La pièce est créée en 1664 à Versailles, dans le cadre de grandes fêtes. Elle reprend un sujet utilisé depuis le moyen-âge, dont les comédiens italiens avec qui Molière partage le même théâtre avaient fait une version de commedia dell'arte. Il s'agit d'un homme dévot qui recueille chez lui un saint homme, mais ce dernier, en dépit de sa sainteté, se met à courtiser la femme de son hôte. Cette dernière, après avoir repoussé les avances de l'homme qui persiste, finit par révéler la chose à son mari, qui finit pas chasser le soi-disant saint homme.

Mais l'époque pendant laquelle Molière crée sa pièce n'est pas favorable : nous sommes pendant une grande campagne contre les jansénistes, et tout ce qui peut sembler une critique de la pratique catholique de la religion n'est pas le bienvenu. Car la pièce de Molière évoque la question du directeur de conscience, mis à l'honneur par François de Sales, censé permettre de vivre dans le monde, tout en vivant en Dieu. Et des hommes d'église et des dévots s'offusquent que l'on mette sur une scène de théâtre, qui pour certains semble déjà en elle-même condamnable, une pièce qui peut sembler se moquer d'une pratique religieuse considérées comme la plus sainte d'entre elles.

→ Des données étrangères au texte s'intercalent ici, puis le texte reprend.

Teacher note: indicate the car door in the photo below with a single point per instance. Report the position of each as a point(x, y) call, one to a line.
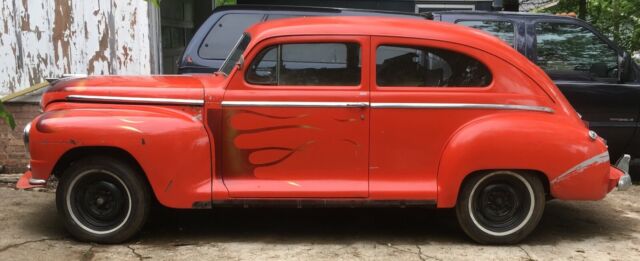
point(295, 120)
point(585, 68)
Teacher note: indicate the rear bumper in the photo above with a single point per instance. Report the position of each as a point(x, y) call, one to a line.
point(27, 181)
point(620, 173)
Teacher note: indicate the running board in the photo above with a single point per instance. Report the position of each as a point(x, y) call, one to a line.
point(314, 203)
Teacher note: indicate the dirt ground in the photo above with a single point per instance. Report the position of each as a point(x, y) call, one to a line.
point(604, 230)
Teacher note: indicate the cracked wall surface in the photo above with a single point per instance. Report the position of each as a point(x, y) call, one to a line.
point(47, 38)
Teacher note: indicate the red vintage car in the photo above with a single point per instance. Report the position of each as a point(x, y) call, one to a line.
point(350, 111)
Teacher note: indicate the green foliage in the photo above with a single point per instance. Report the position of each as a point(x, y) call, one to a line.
point(7, 117)
point(617, 19)
point(225, 2)
point(155, 3)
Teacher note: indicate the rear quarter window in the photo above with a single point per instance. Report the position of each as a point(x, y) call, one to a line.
point(224, 35)
point(413, 66)
point(505, 30)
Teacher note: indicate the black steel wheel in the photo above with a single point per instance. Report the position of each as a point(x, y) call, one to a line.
point(103, 200)
point(500, 207)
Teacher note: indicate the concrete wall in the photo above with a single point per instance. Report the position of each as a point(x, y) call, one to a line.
point(46, 38)
point(13, 158)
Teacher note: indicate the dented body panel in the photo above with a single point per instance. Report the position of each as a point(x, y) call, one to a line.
point(206, 139)
point(179, 169)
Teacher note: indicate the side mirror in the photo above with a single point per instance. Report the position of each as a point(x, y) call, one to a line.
point(624, 66)
point(240, 62)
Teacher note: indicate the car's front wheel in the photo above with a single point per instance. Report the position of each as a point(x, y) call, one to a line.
point(500, 207)
point(102, 200)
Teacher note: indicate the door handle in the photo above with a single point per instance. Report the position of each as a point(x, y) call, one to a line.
point(357, 104)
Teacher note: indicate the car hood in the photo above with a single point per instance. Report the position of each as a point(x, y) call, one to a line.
point(131, 89)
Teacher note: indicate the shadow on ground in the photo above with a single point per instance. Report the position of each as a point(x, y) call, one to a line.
point(563, 221)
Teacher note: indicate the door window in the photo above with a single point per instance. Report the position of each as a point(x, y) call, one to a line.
point(501, 29)
point(570, 51)
point(307, 64)
point(428, 67)
point(225, 33)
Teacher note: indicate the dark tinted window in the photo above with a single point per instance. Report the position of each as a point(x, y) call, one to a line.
point(572, 51)
point(319, 64)
point(419, 66)
point(225, 33)
point(501, 29)
point(280, 16)
point(235, 55)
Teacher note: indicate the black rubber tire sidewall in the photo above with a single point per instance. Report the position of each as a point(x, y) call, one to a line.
point(475, 233)
point(136, 185)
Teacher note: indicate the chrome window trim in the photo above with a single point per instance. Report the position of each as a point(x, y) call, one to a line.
point(480, 106)
point(122, 99)
point(394, 105)
point(294, 104)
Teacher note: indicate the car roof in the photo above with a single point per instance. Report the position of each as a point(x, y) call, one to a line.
point(378, 26)
point(314, 9)
point(504, 14)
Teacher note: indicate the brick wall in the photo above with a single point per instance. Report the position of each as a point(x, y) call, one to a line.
point(12, 153)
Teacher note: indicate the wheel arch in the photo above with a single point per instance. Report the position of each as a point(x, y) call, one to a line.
point(79, 153)
point(538, 174)
point(516, 141)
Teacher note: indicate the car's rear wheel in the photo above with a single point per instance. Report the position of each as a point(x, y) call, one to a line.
point(103, 200)
point(500, 207)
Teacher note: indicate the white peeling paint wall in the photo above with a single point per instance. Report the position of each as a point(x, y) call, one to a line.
point(48, 38)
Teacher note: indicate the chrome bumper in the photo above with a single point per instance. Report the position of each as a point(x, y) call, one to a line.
point(622, 164)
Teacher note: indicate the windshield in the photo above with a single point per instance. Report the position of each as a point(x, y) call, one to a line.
point(235, 54)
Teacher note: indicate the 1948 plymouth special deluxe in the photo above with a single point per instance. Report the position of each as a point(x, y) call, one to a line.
point(332, 111)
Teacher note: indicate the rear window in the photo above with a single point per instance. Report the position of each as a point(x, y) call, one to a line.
point(224, 35)
point(501, 29)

Pour défendre sa pièce et lui permettre de vivre (elle est interdite sur les scènes publiques), il précise qu'elle ne s'attaque pas à la dévotion, mais à l'hypocrisie, car dit-il « le devoir de la comédie c'est de corriger les vices des hommes ». C'est la première fois qu'il tient ce discours, qui correspond à l'objectif de la comédie, tel qu'il a été défini par les humanistes qui ont repris les modèles antiques au XVIe siècle, Molière jusqu'à cette affaire Tartuffe avait plutôt des visées de faire rire, de distraire avec le comportement des humains. Là il se réclame d'un modèle de la correction des vices, ce qui va influer sur sa production de pièces futures, car pour rester en cohérence avec cette position, il va écrire des pièces qui dénoncent explicitement les vices.

Ensuite, il modifie sa pièce, pour qu'elle soit encore plus clairement une dénonciation de l'hypocrisie. La pièce passe ainsi de 3 à 5 actes, en fait l'acte 2 et 5 sont rajoutés et le reste un peu arrangé pour que cela semble cohérent. C'est surtout l'acte 5 qui change la tonalité de la pièce, puisque Tartuffe, non seulement se révèle très cruel, voulant mettre la famille dehors de sa maison, voulant faire emprisonner son bienfaiteur, mais au final il se révèle un faux saint homme, et un escroc notable, appréhendé par la justice d'un juste souverain qui veille avec bienveillance sur ses sujets.

Poussé par les circonstances, à partir d'un sujet maint fois traité, banal pourrait-on dire, il fait quelque chose de bien plus fort, et qui l'engage sur un chemin de pièces très ambitieuses. La pièce est finalement autorisée, et a du succès.

Et malgré quelques petites incohérences dues à cette composition en plusieurs étapes, elle est toujours un grand très grand plaisir de lecture.